— Клептоман, извращенец и шизофреник, — перечислил я. — Назвать можно как угодно. Скажем так: начало шизофрении. Действия антисоциального характера можно считать симптомами, предшествующими болезни: побеги, кражи…
Тут я решил не заходить дальше в клиническом описании болезни.
— И правда интересный случай, мсье Азар.
Я метнул на Катрин тревожный взгляд. Если уж она обращается ко мне «мсье Азар», это редко бывает добрым знаком.
— А отдаете ли вы себе отчет хоть на мгновение, — заговорила она голосом, который всё явственнее начинал дрожать, — что речь идет о ребёнке, ребёнке, любимом родителями и до сегодняшнего дня вполне достойном любви? Ведь вы волнуетесь, не правда ли, при мысли, что он, может быть, близок к тому, чтобы сойти с ума? Не правда ли, это волнует
вас?
— Что такое? Э… ну да. Весьма жаль, — пробормотал я. — Надо будет предупредить доктора Филиппа.
— И ещё посоветовать ему как можно скорее сдать сына в психушку. Берёте это на себя?
Я пожал плечами. Катрин готова была оставить мне всё самое тяжкое.
— Тринадцать, — снова сказала она, — ему всего тринадцать. В таком возрасте ведь не бывает безнадёжных?
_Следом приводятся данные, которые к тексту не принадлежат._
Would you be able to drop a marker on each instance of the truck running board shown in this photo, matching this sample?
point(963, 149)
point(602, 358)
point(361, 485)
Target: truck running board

Тринадцать лет — и я каждую ночь жду, что вернется тот самый сон — сон, превративший меня в виновного.
— А вы, как всегда, не отвечаете!
А если б тогда кто-нибудь взглянул попристальнее на тринадцатилетнего Нильса Азара, бледного как мертвец и шагающего по улицам с отсутствующим видом, — разве не поставил бы он мрачный диагноз: ранняя деменция? Если бы кто-нибудь увидел, как я соскребаю штукатурку с потолка, — разве не решил бы он сразу, что мне место в психушке? А увидел бы кто меня стоявшим у изголовья собственного дедушки с занёсенными острыми ножницами… Я покачал головой, чтобы отогнать это навязчивое видение как ставшее мне чужим.
Ненависть окружающих наполняла мои вены, точно я лежал под капельницей. Я был виновен и знал это. Но в чем?